It’s mid-August. Forest fires are burning up a big chunk of the province. A part of their smoke hangs over the horizon like a muslin curtain draped over the yellowed window of a fading hotel.
In Vancouver the curtain is far thicker, thick like the curtain that falls after the final act of an opera, so thick that the operators of tourist attractions on the North Shore Mountains lament the loss of half the revenue from foreigners eager for a view of the city. Smoke filled cities are commonplace in the Orient and in metropolises all over the globe. Travellers from those places don’t want to see another one.
For a short period in Prince George the air is so contaminated with particulate matter that the instruments the Ministry of Environment uses to measure air borne effluent can’t accommodate it. So bad that Beijing is a health spa in comparison.
And in New England, officials are fretting about ozone. What has this to do with fires in our fair province?
Wait for it.
Ozone, when it occurs naturally in the stratosphere, protects us from the sun’s UV rays, which is why we should do our level best to prevent its thin shield from becoming as full of holes as a Swiss cheese through the use of CFCs.
Ground level, or tropospheric ozone, on the other hand, is highly undesirable stuff created through the interactions of man made and natural emissions of volatile organic compounds (VOCs) and nitrogen oxides in the presence of heat and sunlight.
Motor vehicles of the combustible engine kind pump out massive amounts of VOCs. Products we consume like paints, insecticides, cleaners combined with industrial solvents and the poisons used in chemical manufacturing do too. Vehicles that run on gas, like power plants, also produce huge quantities of nitrogen oxides, or NOx, the other chemical precursor, the other essential ingredient, of ozone.

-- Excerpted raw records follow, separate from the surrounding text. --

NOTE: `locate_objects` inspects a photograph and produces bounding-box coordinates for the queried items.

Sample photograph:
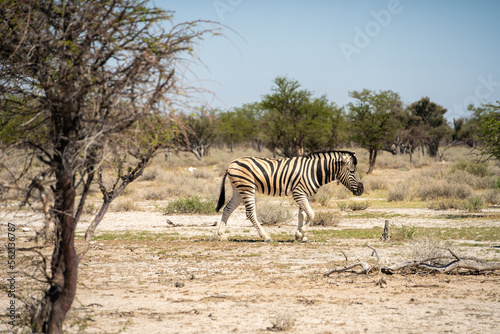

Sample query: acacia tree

[407,97,450,157]
[0,0,217,333]
[479,101,500,160]
[174,108,216,160]
[260,77,338,157]
[348,89,403,174]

When cooked by the ultra-violet rays of the sun this witches’ brew turns into an abNOxious ozone soup that carpets the land like fog on a fen. Breathing ozone is, as hip scientists like to say, is contraindicated.
An area filled with ozone is a no-zone. Breathing it causes your respiratory system to revolt. Your throat gets raspy. You cough. Your chest tightens. If you have asthma, you’re in for a rough ride. Even if you don’t, ozone creeps into your lungs and begins to chisel away at the cell lining of your lungs, and the deleterious effects don’t stop there.
If it is your misfortune to have a chronic lung disease like bronchitis or emphysema, you will find your already dire diagnosis subject to serious aggravation. And, one other thing, it appears that ozone has the insidious ability to compromise your immune system, making it more likely that you will contract one of the suite of diseases made more unpleasant by ozone, a death spiral, if you will.
Epidemiologists tell us that effects of ozone are particularly hard on kids and exercising adults. It hardly seems fair that adolescent gamers and sedentary seniors are the only ones in an ozone infected environment to get a break, does it.
Ozone has been a big problem for the last few years in New England and six other states in the Eastern United States because the normally clean air from Canada arrived laden with high concentrations of ozone.
The scientists explained that high pressure trapped pollutants from the Fort McMurray fire over the Great Lakes before the normally clean winds transported the ozone to the aforementioned U.S. states. As a result, the ozone levels in those areas was so high that the states had to apply of exemptions for pollution levels that exceeded the US National Ambient Air Quality Standards.
The Fort Mac fire caused the largest evacuation in Alberta’s history. It wiped out almost 600,000 hectares of land and torched 2,400 buildings. It went out of control in July of 2016 and wasn’t extinguished until a year later.
The Environmental Protection Agency is still concerned because of the cumulative effects of the many fires in B.C. last summer. As their satellites follow the smoke from Alberta as it makes its way toward Europe, they worry because they appreciate that B.C.’s 2017 firestorm was actually worse than the burn in Fort McMurray.
And, what about the people of B.C.? When I drove through Smithers this summer, the air quality was so bad we could only see a few blocks. How bad was the air in the Cariboo where people ate smoke all summer?
Make no mistake about it, bad air kills people. Lung cancer is still the most deadly strain of the disease. Pulmonary complaints cause huge amounts of misery and are an enormous draw on the medical system.
The number and extent of wildfires is increasing on this continent as a result of climate change and the only way to reverse this trend or, at least hold it at bay, is to reverse the dependence on fossil fuels through solar, nuclear, and wind power. Nothing else will arrest the inferno.
The economic drivers of the 20th century simply will not work and are logically and morally bankrupt.